The “Blessed” Person
The entire book of Psalms begins with this, “Blessed is the man who walks not in the counsel of the wicked, nor stands in the way of sinners, nor sits in the seat of scoffers; but his delight is in the law of the LORD, and on his law he meditates day and night.” (Psalm 1:1-2)
Let’s quickly break this down.
We have a person who is blessed because of their strong resistance of going the way of the world. They will not walk with the world, stand with the world, or sit with the world. Why? Because something else has their delight – the law of the Lord. We’re told that on this law they meditate day and night – in other words, constantly. Something about meditating on God’s law (God’s Word) produces in them a delight for it.
And that’s true for all of us.
Something about meditating on Scripture helps us see the deceitfulness of the world and the trustworthiness of God – resulting in a delight for God and His Word. If we continue to read the first Psalm, we see that this blessed person is “like a tree planted by streams of water that yields its fruit in its season, and its leaf does not wither.” In other words, when we find our ultimate joy and counsel in God rather than the world, we’re solid. We don’t get swept up with worldly things that consume our time, energy, and money, but we’re satisfied completely in God and His Word.
4 General Ways to Meditate on Scripture
So, how do we get there? Well, meditation is definitely a great starting point.
Here’s some of what you need to do to begin biblical meditation:¹
1) You need to read the Bible. Start in Mark or Romans or Genesis – just pick a book. Or find a reading plan (I use the app, Read Scripture).
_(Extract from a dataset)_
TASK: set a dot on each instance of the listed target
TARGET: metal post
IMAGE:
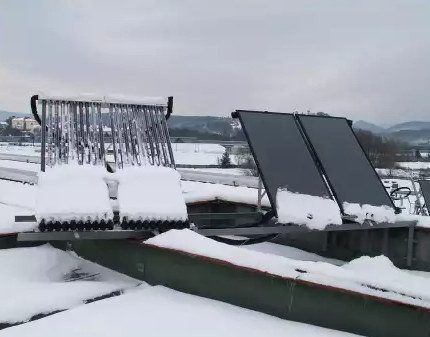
(410, 245)
(42, 150)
This is the first step in meditation, because without actual Scripture, you’ll have nothing to meditate on. Biblical meditation’s purpose isn’t relaxation or “emptying one’s mind.” Rather, it’s disciplined and intentional focus and reflection on Scripture for the purpose of filling one’s mind with God’s truth.
2) You need to stop reading the Bible. Genuine meditation can’t happen if you’ve spent your entire time reading the Bible (professor Don Whitney brings this up in a conversation we had with him). In order for meditation to take place, you need a verse or two that you’ve chosen to intentionally focus on.
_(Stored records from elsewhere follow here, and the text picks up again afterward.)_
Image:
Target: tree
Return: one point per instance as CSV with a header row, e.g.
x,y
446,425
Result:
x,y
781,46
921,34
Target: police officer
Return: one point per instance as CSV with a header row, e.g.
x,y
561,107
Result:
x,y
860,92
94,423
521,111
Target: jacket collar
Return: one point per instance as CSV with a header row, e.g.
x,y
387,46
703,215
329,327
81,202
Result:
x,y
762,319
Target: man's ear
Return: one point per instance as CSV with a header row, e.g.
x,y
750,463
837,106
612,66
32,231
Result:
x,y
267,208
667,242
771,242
3) You need to look, reflect, and pray. You need to simply look at the Scripture you’ve selected. What does it say? What does it mean? What does it say about God? Then you need to reflect on it. Why is this in God’s Word? How does it better portray the gospel? How does this apply to me today? Lastly, you need to pray the passage. In prayer, thank God for what this Scripture spoke about Him, about Jesus, and about the gospel. Ask the Lord to help you apply its truth to your life today.
4) You could memorize. Beneficial biblical meditation can happen without memorization, but memorization can never hurt (unless you spend your entire time memorizing). Especially if your passage is just a verse or two, it shouldn’t take that long to memorize. The extra benefit of memorization is that you can take that Scripture with you throughout the day – constantly speaking it out (in your head and out loud, when you can).
These are just a few ways to begin biblical meditation. If you want to know more, check out these 17 ways to meditate on Scripture from Don Whitney.
And let us remember, something about meditating on Scripture helps us see the deceitfulness of the world and the trustworthiness of God. I don’t know about you, but I need that kind of vision.
¹ To be clear, this is not an exhaustive list whatsoever. These are just some basic steps to begin the practice of biblical meditation.